A memorandum of understanding was signed yesterday between representatives of the North Otago Irrigation Company, Waitaki Irrigation Collective and the Otago Regional Council which will go some way to protecting water quality in the district.
Plan Change 6A to the Regional Plan: Water For Otago has been in the public arena for some time as the regional council and primary industry groups have battled to find middle ground.
The memorandum is the initiative of the irrigation groups involved and signifies discretion to work with the plan to maintain water quality.
The amendments became operative on Thursday, May 1 and reflect an ‘effects-based’ approach to managing discharges to water, with a focus on controlling contaminant discharges rather than the land-use activities that create them. Discharge thresholds are set for common contaminants, like nitrates and herbicides, and land users are required to meet these.

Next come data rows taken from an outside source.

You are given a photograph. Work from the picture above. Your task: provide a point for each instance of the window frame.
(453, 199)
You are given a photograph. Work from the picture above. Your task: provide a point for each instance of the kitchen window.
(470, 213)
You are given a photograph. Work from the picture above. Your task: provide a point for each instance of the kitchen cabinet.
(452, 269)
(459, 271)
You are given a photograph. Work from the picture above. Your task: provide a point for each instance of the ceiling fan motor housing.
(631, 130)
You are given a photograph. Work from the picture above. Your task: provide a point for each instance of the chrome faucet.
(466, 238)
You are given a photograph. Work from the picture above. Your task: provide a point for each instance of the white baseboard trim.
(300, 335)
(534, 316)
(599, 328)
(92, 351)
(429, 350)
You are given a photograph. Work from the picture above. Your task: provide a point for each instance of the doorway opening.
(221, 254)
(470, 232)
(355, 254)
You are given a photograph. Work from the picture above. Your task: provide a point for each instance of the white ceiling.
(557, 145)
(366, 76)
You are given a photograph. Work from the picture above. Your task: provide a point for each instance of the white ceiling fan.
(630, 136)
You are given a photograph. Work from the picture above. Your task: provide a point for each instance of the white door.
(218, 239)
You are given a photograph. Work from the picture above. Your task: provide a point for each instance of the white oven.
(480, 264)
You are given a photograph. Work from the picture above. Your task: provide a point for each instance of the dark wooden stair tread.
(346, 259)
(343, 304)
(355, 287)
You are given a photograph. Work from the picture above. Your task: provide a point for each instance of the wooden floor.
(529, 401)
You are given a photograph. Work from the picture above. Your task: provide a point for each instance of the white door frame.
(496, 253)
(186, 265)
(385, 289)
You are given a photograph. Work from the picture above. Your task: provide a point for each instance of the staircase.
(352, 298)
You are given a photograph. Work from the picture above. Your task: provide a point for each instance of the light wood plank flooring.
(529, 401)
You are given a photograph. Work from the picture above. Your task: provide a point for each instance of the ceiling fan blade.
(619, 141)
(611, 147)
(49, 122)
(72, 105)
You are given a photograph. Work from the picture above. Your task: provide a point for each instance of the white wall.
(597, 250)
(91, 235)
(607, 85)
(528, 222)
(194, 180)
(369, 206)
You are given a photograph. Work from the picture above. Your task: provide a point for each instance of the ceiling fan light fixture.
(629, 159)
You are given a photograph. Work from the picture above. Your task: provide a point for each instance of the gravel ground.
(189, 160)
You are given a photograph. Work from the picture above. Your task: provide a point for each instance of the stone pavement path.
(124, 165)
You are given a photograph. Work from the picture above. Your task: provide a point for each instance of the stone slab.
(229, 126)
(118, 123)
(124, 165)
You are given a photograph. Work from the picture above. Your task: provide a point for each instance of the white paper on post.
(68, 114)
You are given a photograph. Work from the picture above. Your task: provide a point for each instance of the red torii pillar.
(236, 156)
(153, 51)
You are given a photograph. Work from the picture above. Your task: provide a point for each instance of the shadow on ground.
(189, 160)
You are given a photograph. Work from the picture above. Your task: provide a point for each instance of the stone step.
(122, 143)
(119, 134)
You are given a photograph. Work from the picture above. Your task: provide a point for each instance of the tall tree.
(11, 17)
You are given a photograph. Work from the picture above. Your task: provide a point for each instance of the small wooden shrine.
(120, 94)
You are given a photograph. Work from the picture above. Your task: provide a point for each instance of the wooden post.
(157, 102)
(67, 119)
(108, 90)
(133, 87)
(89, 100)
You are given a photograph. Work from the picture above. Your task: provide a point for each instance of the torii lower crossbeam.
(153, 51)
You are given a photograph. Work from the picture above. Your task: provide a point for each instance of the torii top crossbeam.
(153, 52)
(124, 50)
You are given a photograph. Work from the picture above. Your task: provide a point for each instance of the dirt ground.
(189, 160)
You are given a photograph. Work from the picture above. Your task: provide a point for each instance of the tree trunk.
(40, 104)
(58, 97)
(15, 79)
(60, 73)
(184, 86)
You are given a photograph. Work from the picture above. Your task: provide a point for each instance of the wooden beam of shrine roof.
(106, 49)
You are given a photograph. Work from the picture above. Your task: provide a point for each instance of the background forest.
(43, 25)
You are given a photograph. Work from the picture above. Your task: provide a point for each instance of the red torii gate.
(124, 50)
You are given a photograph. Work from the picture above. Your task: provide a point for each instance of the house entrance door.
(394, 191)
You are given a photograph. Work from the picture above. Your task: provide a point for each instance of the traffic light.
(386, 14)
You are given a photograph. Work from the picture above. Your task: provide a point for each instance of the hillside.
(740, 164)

A total of 334 submissions were received by the regional council and over 70 meetings have been held throughout Otago.
Farmers initially reacted angrily to areas of the plan fearing that their land use options would be severely restricted.
As part of the plan process leaders from all stakeholder groups have been involved in mediation with the regional council.
Chairman of the Lower Waitaki Irrigation Company, Chris Dennison, believed they had reached a good outcome.
“It leaves responsibility with the landowners, rather than a regulatory approach,” he said, ” hopefully we can continue with business as usual. I think both parties are generally happy.”
He said Lower Waitaki farmers were fortunate that the Waitaki Plains acquifer was fast-flowing and therefore easier to maintain water qualty, unlike the Kakanui valley which has an acquifer sensitive to leaching.
North Otago Federated Farmers dairy representative, Lyndon Strang, said areas like Kakanui would require far more stringent testing and monitoring and some land users will be required to apply for special consents.
Mr Strang said amendments to the ‘big impact’ issues, like silage stack and effluent discharge, were effective immediately but a lot of the plan doesn’t get implemented until 2020.
“Nationally, its been one of the smoothest plans to put through, and it’s a very workable plan,” he said.
“Sediment run-off is a huge issue and farmers will need to be seen to make a big effort in this area. Planting trees, keeping stock well back from waterways and possibly even using straw bales will help keep sediment out of waterways.”